This paper reviews the evolution of the mature areas of the UKCS, with case studies to illustrate the technical challenges that have been overcome. Over the years government and industry have expended considerable resources in developing innovative techniques for improved hydrocarbon recovery. These range from developments in the application of EOR processes to advances in drilling and reservoir management technology, including novel seismic techniques to identify new or bypassed oil. Technological advances have also unlocked reserves in heavy oils and in high-pressure high-temperature (HPHT) condensate fields, which were left undeveloped until the 1990s.

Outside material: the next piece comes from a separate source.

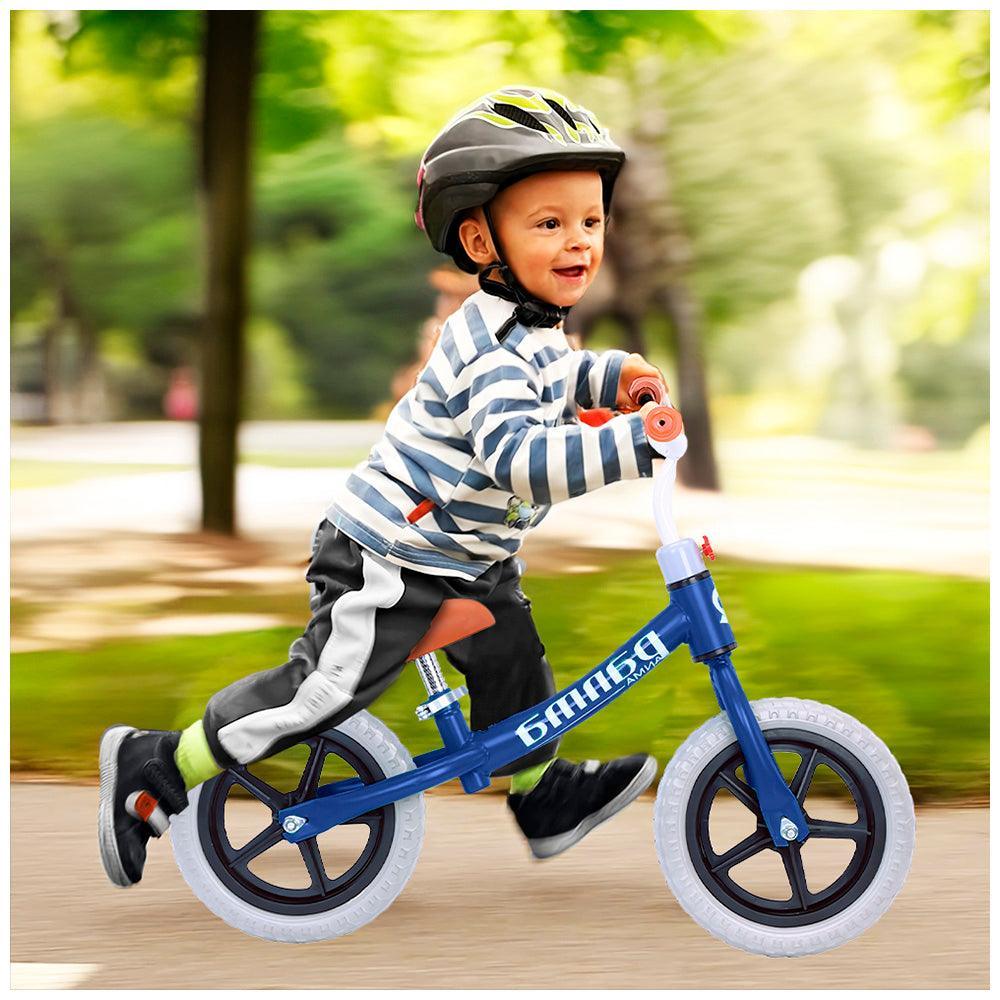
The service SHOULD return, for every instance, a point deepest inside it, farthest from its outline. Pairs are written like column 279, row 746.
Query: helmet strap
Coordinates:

Finally the potential for further exploitation and life extension of the UKCS as a significant hydrocarbon province will be reviewed. This will cover perceived technology gaps in opening up the new areas in deeper water, opportunities for redeveloping mature fields using new technology, combining IOR with carbon dioxide sequestration, and the need to drive down costs to be competitive in the international arena, while honouring environmental commitments.

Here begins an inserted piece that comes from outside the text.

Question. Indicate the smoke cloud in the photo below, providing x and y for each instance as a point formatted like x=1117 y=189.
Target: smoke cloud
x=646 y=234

Oil exploration and production in the UK began onshore in the early part of the 20th century in the East Yorkshire, Lincolnshire and East Midlands areas. Later the interest extended to include the Dorset basin in the south of England. These were typically mechanical pump assisted fields producing a few 100 bbls/day/well. The first offshore gas field, West Sole in the Southern North Sea (SNS), was discovered in 1965 and brought onstream in 1967. Oil was first discovered in the Central North Sea (CNS) in 1969 and the first oilfield to come onstream was Argyll in 1975, followed soon after by the Forties field. The UK became self-sufficient in oil around 1980.

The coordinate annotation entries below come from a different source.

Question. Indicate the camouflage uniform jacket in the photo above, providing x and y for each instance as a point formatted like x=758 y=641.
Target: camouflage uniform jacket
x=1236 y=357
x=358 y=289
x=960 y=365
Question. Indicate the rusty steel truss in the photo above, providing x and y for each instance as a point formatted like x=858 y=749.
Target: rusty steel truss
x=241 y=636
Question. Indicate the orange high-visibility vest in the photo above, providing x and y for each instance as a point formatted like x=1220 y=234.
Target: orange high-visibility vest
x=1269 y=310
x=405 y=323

Oil production on the UKCS has followed a typical exploitation path for a hydrocarbon producing area with large conventional fields being developed first and thereafter smaller fields utilising the infrastructure. It has now entered a third phase with the development of technically more difficult fields such as heavy oil fields and High Pressure High Temperature (HPHT) fields. A recent paper1 reviewed the UKCS heavy oil fields, so the primary focus of this paper is light oil fields.
In the early days the industry used the term Enhanced Oil Recovery (EOR) to describe the deliberate injection of an alternative fluid to displace further oil from reservoir rock, over and above the standard pressure maintenance strategy (waterflooding for most UKCS oil fields). In the 1990s the industry began to use the term Improved Oil Recovery (IOR) to cover any operation (including the EOR techniques) that increased oil recovery above the figure that had been initially accepted as economically and technically exploitable. ‘Improved Hydrocarbon Recovery' is a more general term that will cover all hydrocarbon types, including gas, but it is not commonly used as an acronym.